A new United Nations-led report reveals that reducing carbon output from buildings and construction is essential to meet the Paris Agreement goal of limiting global warming to well below 2C. The report shows that the construction and operation of buildings accounted for 37% of global energy-related CO2 emissions in 2020. While that number was down slightly from a year earlier, most of the reduction resulted from lockdowns and economic contraction during the pandemic, not from measures to cut emissions.
Progress has been made in reducing the carbon output from buildings, according to the UN. More countries are putting building energy codes in place, green building certification is rising, and investment in energy efficiency increased to more than $180 billion last year from $129 billion in 2015, when the Paris Agreement was adopted.

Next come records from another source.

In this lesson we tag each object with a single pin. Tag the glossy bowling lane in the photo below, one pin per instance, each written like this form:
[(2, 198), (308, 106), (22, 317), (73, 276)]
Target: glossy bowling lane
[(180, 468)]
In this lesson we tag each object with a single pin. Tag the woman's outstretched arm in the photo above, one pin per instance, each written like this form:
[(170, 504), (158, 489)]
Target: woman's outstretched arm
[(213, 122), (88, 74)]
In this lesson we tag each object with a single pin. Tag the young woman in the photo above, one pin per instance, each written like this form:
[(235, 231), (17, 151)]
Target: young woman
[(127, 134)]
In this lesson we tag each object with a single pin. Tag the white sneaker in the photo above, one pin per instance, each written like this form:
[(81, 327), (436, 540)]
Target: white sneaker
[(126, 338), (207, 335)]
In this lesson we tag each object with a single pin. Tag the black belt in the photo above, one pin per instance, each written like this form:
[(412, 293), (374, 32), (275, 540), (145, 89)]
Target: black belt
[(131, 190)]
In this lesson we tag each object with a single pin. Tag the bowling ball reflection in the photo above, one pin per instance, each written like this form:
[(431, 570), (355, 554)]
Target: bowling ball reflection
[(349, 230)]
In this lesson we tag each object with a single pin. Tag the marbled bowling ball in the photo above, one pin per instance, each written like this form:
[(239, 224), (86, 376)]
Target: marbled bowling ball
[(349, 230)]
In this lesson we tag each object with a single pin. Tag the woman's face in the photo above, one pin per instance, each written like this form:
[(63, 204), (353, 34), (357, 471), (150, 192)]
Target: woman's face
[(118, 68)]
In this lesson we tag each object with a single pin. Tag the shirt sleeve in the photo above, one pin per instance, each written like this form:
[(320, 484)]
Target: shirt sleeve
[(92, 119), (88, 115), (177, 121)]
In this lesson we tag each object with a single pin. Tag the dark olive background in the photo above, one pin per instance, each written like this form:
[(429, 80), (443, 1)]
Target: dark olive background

The construction sector, as a major source of greenhouse-gas emissions, must be decarbonized through a triple strategy of reducing energy demand, decarbonizing the power supply and addressing building materials’ carbon footprint.Inger Andersen, Executive Director of the UN Environment Programme
According to the World Economic Forum, the efforts will not suffice and progress has been slow. Two-thirds of countries still have no mandatory building energy codes. Most of the boost in energy-efficiency investment came from only a few European countries. The report states that there’s a “lack of ambitious decarbonization targets” in the goals many countries have set for themselves under the Paris Agreement.
Asia and Africa are expected to see building stock double over the next three decades, the UN predicts. And the use of materials globally is set to more than double by 2060, with construction materials accounting for a third of that increase.
To get on track for net-zero emissions by 2050, emissions from buildings will have to be cut in half by the end of this decade. Indirect emissions – from power generation for electricity and commercial heating – must come down by 60%, the UN reports.
The World Economic Forum proposes that governments around the world need to step up their commitment to reducing carbon output from power generation. Their plans also need to target emissions from the production of building materials, which have so far largely escaped notice.
All countries need rules in place to improve the energy efficiency of buildings, covering everything from insulation to ventilation and appliances. It also needs to be ensured that new and existing buildings that will be in use for decades to come can adapt and withstand changes in the climate and extreme weather events such as rising sea levels, heatwaves, droughts and cyclones.
The UN states that investment in building efficiency will need to grow at a rate of 3% a year, and public funds will need to be complemented by private investors. Green bonds, which are used to finance projects that will have a positive impact on the environment, are one tool to channel investment into the sector, along with green mortgages and other products.
That’s a lot to accomplish in a short time. But with careful planning and focused effort, the UN report is positive that the buildings and construction sector can get it done. To aid the industry and its stakeholders in realizing this ambition, the World Economic Forum has created its Framework for the Future of Real Estate, which provides an action-driven roadmap that brings together criteria such as liveability, sustainability, resilience and affordability to create a new approach to buildings and urban life.